The great annual migration of millions of zebra, wildebeest (gnu) and other antelope in East Africa tops almost every list of safari experiences. When you plan your trip, you’ll need information about the annual migration, the best times to witness this wildlife spectacle, where to stay, and when to see it in Kenya and Tanzania.
Each year around 1.5 million wildebeest and 300,000 zebra (along with other antelope) gather up their young and start their long trek from Tanzania’s Serengeti Plains, further north to Kenya’s Masai Mara National Reserve. They go in search of food and water. Their journey runs in a clockwise circle and the animals cover a distance of around 1800 miles. It’s a tough journey, and every year an estimated 250,000 wildebeest don’t make it.
One of the most spectacular sights of the migration is when the herds gather to cross the Grumeti River (Tanzania) and the Mara River (Kenya) from July through September. As the herds cross, crocodiles are lying in wait for any weak and feeble ungulates that can’t cope with the strong currents or lose their mothers.
But the river crossings aren’t the only spectacle. Just witnessing hundreds of animals on the plains is a sight in itself. Particularly, because they attract many of Africa’s impressive predators. Lions, leopards, hyenas and wild dogs follow the herds and give safari goers excellent chances of seeing a kill in action.
Being a natural event, the migration changes year to year in both timing and location. The information below is only a general guideline.
The Migration in Tanzania
In December through March the Serengeti plains and the Ngorongoro Conservation areas in northern Tanzania are home to giant herds of wildebeest, zebra and other ungulates. This is calving season. Most of the wildebeest calves are born in just a three week period, usually the beginning of February. Calves attract predators and this is an amazing time of year to watch impressive lion kills. It’s also quite spectacular to see almost half a million little wildebeest being born and running alongside their mothers.
The southern Ndutu and Salei plains are the best areas to see the large herds during this time of year. The best places to stay include Ndutu Safari Lodge, Kusini Camp, Lemala Ndutu Camp and any mobile tented camps in the area.
By April/May the herds begin to migrate west and north to the grassier plains and woodland of the Serengeti’s western Corridor. The rain during
this time of year makes it difficult to follow the herds during this stage of their migration. Many of Tanzania’s smaller camps in fact shut down due to impassable roads.
By the end of May, as the rains stop, the wildebeest and zebra gradually start moving north and individual groups begin to congregate and form much larger herds. This is also the time the wildebeest mate. Western Serengeti is the best place to watch the migration unfold.
By July the herds reach their first big obstacle, the Grumeti River. The Grumeti river can get deep in places, especially if the rains have been good. This is the first of the spectacular river crossings you can witness. The depth of the river makes drowning a distinct possibility for many wildebeest and there are plenty of crocodiles to take advantage of their distress.

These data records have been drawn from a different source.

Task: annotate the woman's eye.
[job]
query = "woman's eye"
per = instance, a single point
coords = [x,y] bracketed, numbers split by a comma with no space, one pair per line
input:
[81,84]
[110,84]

Camps along the river during this time make for an incredible safari experience. The best places to stay are The Serengeti Serena which is a central, easily accessible lodge for viewing the migration at this time. Grumeti River Camp, Migration Camp and Kirawira Camp are also options. Seronera and Moru area campsites are the best for those on a budget. Kleins Camp is also ideally situated.
The Migration in Kenya
By late July, the grasses of the western Serengeti are turning yellow and the herds continue north. After crossing the Grumeti River in Tanzania the wildebeest and zebra head to Kenya’s Lamai Wedge and the Mara Triangle. Before they get to the lush plains of the Mara, they have to make another river crossing. This time it’s the Mara River and that too is filled with hungry crocodiles.
September through November, the Mara plains are filled to the brim with large herds of ungulates, naturally followed by predators.
There are plenty more places to stay inside the Masai Mara Reserve and just outside the Reserve (equally good for wildlife spotting).
By November/December the rains start in the south again and the herds begin their long trek back down to the Serengeti plains in Tanzania to have their young.
During the short rains of November the wildebeest migration is best viewed from Klein’s Camp. Campsites in the Lobo area are also good.
- Wildebeest are also called Gnu because of the grunts they make which sound like “gnu” “gnu”.
- Wildebeest young are almost all born during a three week period (an estimated 400,000 each year). This overwhelming supply of potential food for predators means more of them survive.
- Wildebeest are born to run. They can run alongside their mothers just minutes after they are born.
- Zebra and wildebeest graze in harmony because each animal prefers a different part of the same grass.
- No two zebra look exactly the same.
- It is estimated that around 250,000 wildebeest die while on the migration circuit.
- The migration is a natural phenomenon that only started in the 1960’s.